Impliquer les enfants dans la préparation des repas transforme l’alimentation en moment éducatif. Ils découvrent les saveurs authentiques, comprennent la provenance des aliments, développent leur autonomie culinaire. Cette transmission de savoir-faire culinaires constitue un rempart durable contre la dépendance aux produits industriels.
Maintenir des horaires de repas réguliers et partager des moments à table en famille favorise une relation saine à la nourriture. Ces rituels permettent également de détecter précocement les troubles du comportement alimentaire.

L’exposition précoce aux aliments ultratransformés contribue à l’obésité infantile
Politiques publiques : l’urgence d’agir collectivement
L’Unicef appelle les gouvernements à des mesures contraignantes. Les restrictions publicitaires, notamment autour des établissements scolaires et pendant les programmes pour enfants, limitent l’exposition au marketing toxique.
Les taxes sur les boissons sucrées et aliments néfastes ont démontré leur efficacité dans plusieurs pays. Elles découragent la consommation tout en finançant des programmes de prévention sanitaire. Le Mexique, pionnier en la matière, a observé une baisse significative de la consommation de sodas.
Un meilleur étiquetage nutritionnel facilite les choix éclairés. Les systèmes simplifiés type Nutri-Score ou logos d’alerte permettent aux consommateurs d’identifier rapidement les produits à éviter. Ces dispositifs doivent être obligatoires et visibles.
Réorienter le système agroalimentaire vers la production d’aliments frais nécessite des subventions agricoles repensées. Actuellement, les cultures destinées à l’industrie agroalimentaire reçoivent davantage de soutien que les producteurs de fruits et légumes.

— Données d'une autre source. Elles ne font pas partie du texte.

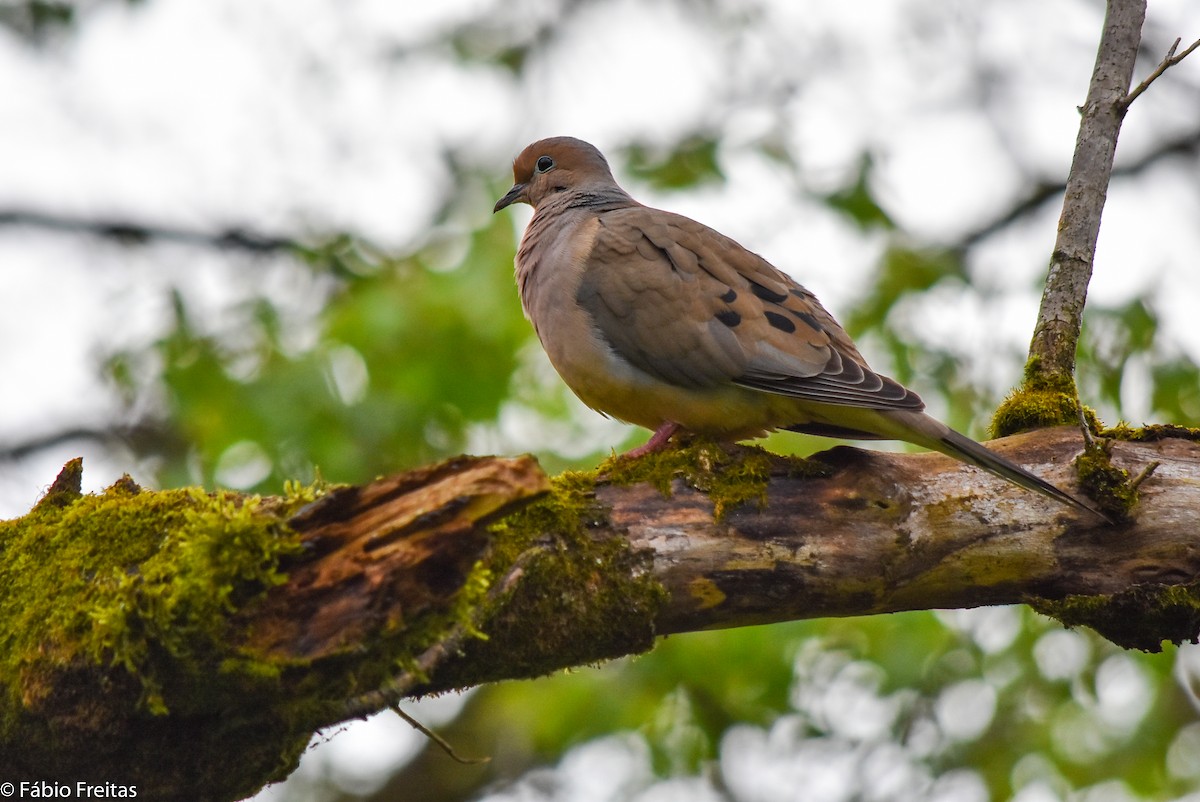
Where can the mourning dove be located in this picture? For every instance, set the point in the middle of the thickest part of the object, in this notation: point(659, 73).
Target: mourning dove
point(659, 321)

Les cantines scolaires représentent un levier d’action majeur. Servir quotidiennement des repas équilibrés, élaborés à partir de produits locaux et de saison, éduque le goût des enfants tout en garantissant un apport nutritionnel adéquat.
Un combat qui engage toute la société
L’obésité infantile ne se résoudra pas par des actions individuelles isolées. Elle nécessite une mobilisation collective impliquant familles, institutions, industriels et gouvernements. Le basculement annoncé par l’Unicef pour 2025 doit servir d’électrochoc : sommes-nous prêts à sacrifier la santé d’une génération entière sur l’autel de la rentabilité industrielle, ou saurons-nous imposer les régulations indispensables pour protéger nos enfants ?
FAQ —Questions fréquentes sur l’obésité
Pourquoi l’obésité augmente-t-elle autant chez les enfants ?
L’explosion de l’obésité infantile résulte principalement du marketing agressif pour les aliments ultratransformés. Ces produits, moins chers que les aliments frais, sont riches en sucres et graisses, mais pauvres en nutriments. Les enfants y sont exposés massivement, notamment à l’école et via les écrans.
La sous-nutrition a-t-elle disparu dans le monde ?
Non, la sous-nutrition persiste malgré les progrès. Elle est passée de 13 % à 10 % chez les 5-19 ans entre 2000 et 2022. Certains pays subissent même une double peine, avec coexistence de dénutrition et d’obésité, particulièrement dans les zones en crise humanitaire.
Le sport peut-il compenser une mauvaise alimentation ?
Non, l’Unicef rejette ce mythe. L’activité physique reste importante pour la santé globale, mais elle ne peut pas neutraliser les effets néfastes d’une alimentation basée sur la malbouffe. Une nutrition de qualité demeure indispensable au développement optimal des enfants.
Quelles mesures gouvernementales sont les plus efficaces ?
Les politiques contraignantes donnent les meilleurs résultats : restrictions publicitaires autour des écoles, taxes sur les boissons sucrées, étiquetage nutritionnel obligatoire, et réorientation des subventions agricoles vers les producteurs d’aliments frais. Le Mexique a obtenu des résultats probants avec ces approches.